How does this Perl one liner to check if a directory is empty work?

Question

I got this strange line of code today, it tells me 'empty' or 'not empty' depending on whether the CWD has any items (other than . and ..) in it.

I want to know how it works because it makes no sense to me.

perl -le 'print+(q=not =)[2==(()=<.* *>)].empty'

The bit I am interested in is <.* *>. I don't understand how it gets the names of all the files in the directory.

Answer 1

It's a golfed one-liner. The -e flag means to execute the rest of the command line as the program. The -l enables automatic line-end processing.

The <.* *> portion is a glob containing two patterns to expand: .* and *.

This portion

(q=not =)

is a list containing a single value -- the string "not". The q=...= is an alternate string delimiter, apparently used because the single-quote is being used to quote the one-liner.

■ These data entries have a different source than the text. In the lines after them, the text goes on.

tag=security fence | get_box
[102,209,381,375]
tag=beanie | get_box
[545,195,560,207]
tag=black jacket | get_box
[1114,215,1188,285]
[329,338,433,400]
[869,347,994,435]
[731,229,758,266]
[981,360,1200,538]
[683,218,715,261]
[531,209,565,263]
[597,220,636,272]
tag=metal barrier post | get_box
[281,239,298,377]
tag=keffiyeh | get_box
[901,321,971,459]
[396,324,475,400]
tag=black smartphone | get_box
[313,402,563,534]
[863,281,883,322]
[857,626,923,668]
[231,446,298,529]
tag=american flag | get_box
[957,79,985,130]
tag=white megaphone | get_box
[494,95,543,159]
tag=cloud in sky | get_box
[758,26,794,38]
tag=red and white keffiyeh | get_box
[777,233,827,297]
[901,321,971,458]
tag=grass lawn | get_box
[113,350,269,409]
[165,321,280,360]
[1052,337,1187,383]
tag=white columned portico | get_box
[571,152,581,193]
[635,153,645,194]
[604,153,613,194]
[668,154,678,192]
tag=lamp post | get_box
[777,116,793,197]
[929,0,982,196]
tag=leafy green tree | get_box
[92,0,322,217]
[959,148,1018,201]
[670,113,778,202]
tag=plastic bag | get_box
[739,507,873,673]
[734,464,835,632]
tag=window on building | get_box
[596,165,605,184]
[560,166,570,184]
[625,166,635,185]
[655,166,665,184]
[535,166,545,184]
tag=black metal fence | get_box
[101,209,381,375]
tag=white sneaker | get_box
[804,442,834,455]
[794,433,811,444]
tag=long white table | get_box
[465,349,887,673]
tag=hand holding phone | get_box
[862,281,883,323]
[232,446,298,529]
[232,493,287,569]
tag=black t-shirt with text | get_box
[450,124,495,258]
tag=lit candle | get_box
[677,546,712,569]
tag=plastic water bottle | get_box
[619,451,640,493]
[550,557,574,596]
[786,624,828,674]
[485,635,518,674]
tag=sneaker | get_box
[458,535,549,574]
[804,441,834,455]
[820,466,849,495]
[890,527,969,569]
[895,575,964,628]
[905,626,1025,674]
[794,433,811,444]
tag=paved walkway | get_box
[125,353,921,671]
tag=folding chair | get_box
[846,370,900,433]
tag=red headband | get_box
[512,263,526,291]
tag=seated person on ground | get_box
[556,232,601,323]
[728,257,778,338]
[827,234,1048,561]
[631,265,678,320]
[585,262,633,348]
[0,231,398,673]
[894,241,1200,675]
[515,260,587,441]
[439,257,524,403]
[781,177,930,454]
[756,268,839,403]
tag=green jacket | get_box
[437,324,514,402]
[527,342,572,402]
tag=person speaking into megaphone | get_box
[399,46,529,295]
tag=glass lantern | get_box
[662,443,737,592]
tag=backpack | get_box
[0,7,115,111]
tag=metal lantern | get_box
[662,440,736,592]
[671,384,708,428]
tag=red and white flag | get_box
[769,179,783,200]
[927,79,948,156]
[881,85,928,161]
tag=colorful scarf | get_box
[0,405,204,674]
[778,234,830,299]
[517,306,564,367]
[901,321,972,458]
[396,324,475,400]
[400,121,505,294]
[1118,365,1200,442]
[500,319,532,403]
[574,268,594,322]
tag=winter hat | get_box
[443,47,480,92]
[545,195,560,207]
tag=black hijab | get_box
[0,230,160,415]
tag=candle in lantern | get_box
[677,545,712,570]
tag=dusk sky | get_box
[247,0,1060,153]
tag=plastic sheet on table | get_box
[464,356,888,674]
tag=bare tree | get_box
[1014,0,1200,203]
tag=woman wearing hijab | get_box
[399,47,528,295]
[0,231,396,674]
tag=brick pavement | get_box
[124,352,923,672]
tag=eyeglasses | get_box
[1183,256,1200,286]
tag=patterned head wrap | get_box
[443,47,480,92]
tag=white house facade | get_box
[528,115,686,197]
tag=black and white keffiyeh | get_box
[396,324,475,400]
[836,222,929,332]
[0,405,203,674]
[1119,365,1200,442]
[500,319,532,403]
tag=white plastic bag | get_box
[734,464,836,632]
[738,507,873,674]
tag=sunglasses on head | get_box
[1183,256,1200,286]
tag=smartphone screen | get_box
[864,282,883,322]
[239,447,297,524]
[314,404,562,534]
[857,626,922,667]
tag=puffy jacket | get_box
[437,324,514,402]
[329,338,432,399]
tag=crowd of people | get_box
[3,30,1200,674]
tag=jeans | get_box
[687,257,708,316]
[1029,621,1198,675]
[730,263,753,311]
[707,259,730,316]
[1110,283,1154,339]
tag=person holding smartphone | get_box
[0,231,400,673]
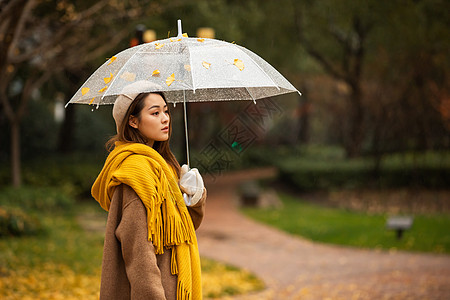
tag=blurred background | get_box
[0,0,449,299]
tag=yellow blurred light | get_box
[143,29,156,43]
[196,27,215,39]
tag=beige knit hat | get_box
[112,80,162,132]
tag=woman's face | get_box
[129,93,170,146]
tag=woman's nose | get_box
[162,114,169,123]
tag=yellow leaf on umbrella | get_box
[89,97,95,105]
[98,86,108,93]
[166,73,175,86]
[107,56,117,65]
[234,59,244,71]
[104,72,113,84]
[184,64,191,71]
[81,87,90,95]
[202,61,211,69]
[197,38,205,43]
[182,33,188,38]
[120,71,136,82]
[152,69,160,76]
[155,43,164,49]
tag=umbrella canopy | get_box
[65,20,299,107]
[66,20,300,167]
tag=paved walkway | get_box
[197,168,450,300]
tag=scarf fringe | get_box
[177,281,192,300]
[171,246,178,275]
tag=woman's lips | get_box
[162,126,169,132]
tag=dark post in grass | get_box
[386,216,414,240]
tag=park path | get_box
[197,168,450,300]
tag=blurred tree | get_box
[290,0,449,157]
[365,0,450,155]
[292,0,376,157]
[0,0,169,186]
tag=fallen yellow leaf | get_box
[234,59,244,71]
[104,72,113,84]
[98,86,108,93]
[155,43,164,49]
[184,65,191,72]
[81,87,90,95]
[197,38,205,43]
[152,69,160,76]
[202,61,211,69]
[89,98,95,105]
[107,56,117,65]
[166,73,175,86]
[182,33,188,38]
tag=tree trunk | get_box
[11,119,21,187]
[345,84,365,158]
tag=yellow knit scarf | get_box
[91,142,202,300]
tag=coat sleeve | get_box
[115,194,167,300]
[187,188,207,230]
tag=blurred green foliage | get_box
[0,206,42,237]
[245,145,450,190]
[0,186,75,212]
[0,153,104,199]
[0,184,77,236]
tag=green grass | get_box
[242,194,450,254]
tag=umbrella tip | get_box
[177,19,182,38]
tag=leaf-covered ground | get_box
[0,203,264,299]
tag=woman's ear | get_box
[129,115,139,129]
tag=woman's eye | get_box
[165,110,169,114]
[152,111,159,116]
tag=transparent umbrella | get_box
[66,20,300,166]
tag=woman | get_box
[91,81,206,300]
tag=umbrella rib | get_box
[65,61,109,107]
[243,86,257,103]
[234,45,281,91]
[185,41,197,93]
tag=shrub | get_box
[275,149,450,191]
[0,155,103,199]
[0,206,42,237]
[278,158,374,191]
[0,186,75,212]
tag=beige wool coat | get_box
[99,184,206,300]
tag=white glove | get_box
[180,164,204,206]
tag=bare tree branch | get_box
[0,0,25,21]
[292,2,346,81]
[6,0,36,61]
[9,0,110,63]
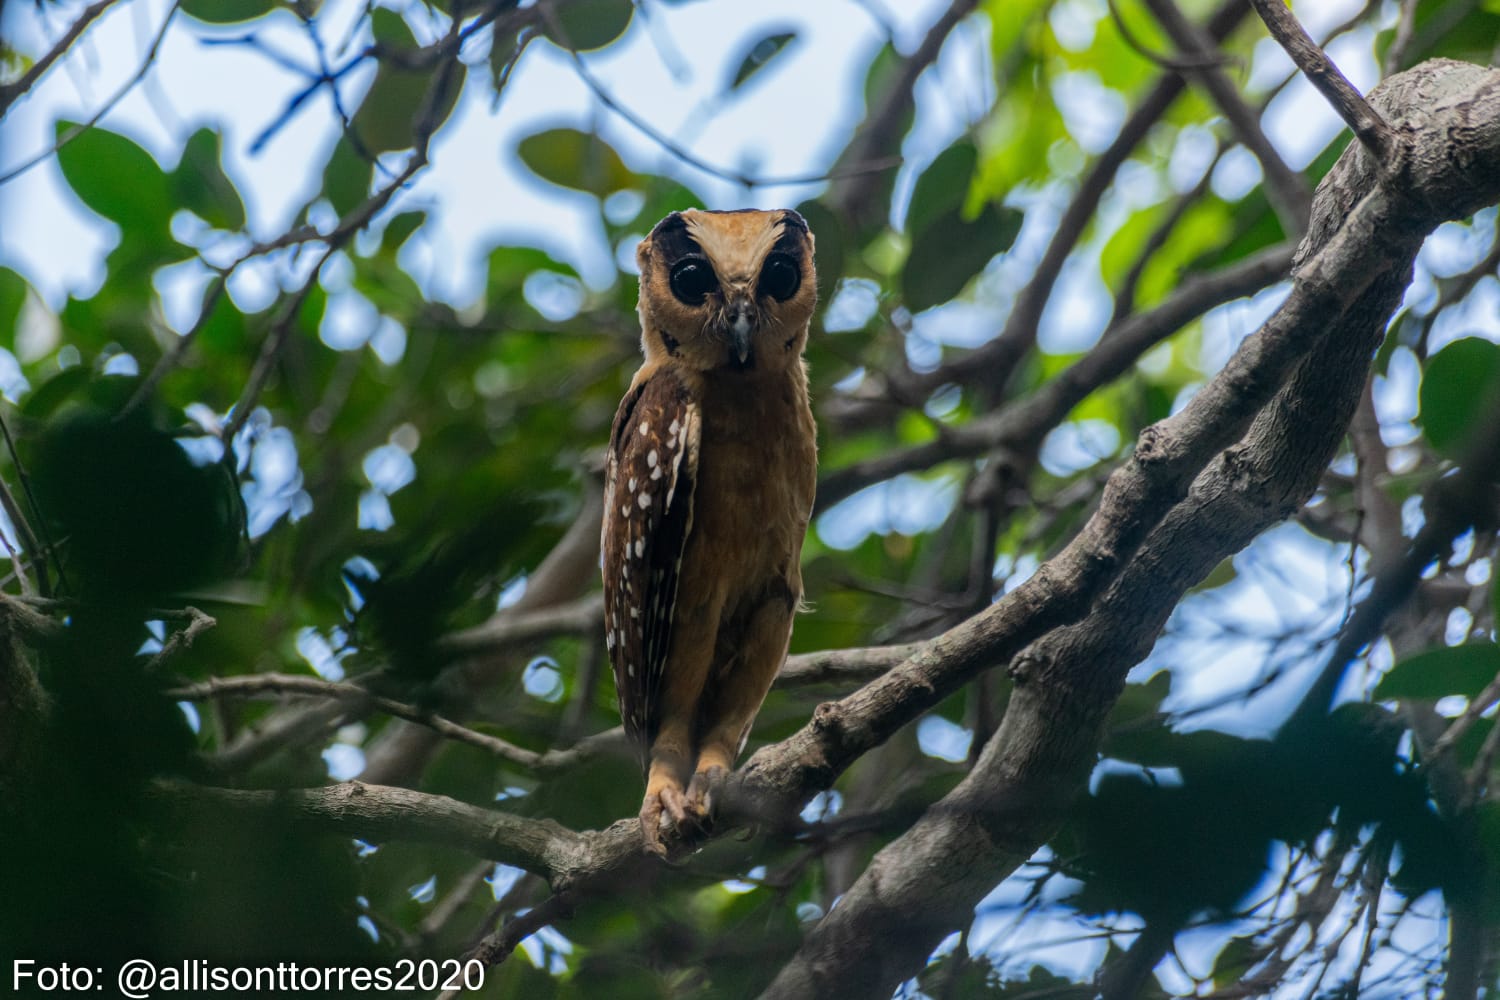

The [...] portion is the subscript into that list. The value of the subscript will be either 0 (the value "not ") or 1 (nothing, which prints as the empty string) depending on the result of this comparison:

2 == (()=<.* *>)

There's a lot happening here. The comparison tests whether or not the glob returned a list of exactly two items (assumed to be . and ..) but how it does that is tricky. The inner parentheses denote an empty list. Assigning to this list puts the glob in list context so that it returns all the files in the directory. (In scalar context it would behave like an iterator and return only one at a time.) The assignment itself is evaluated in scalar context (being on the right hand side of the comparison) and therefore returns the number of elements assigned.

The leading + is to prevent Perl from parsing the list as arguments to print. The trailing .empty concatenates the string "empty" to whatever came out of the list (i.e. either "not " or the empty string).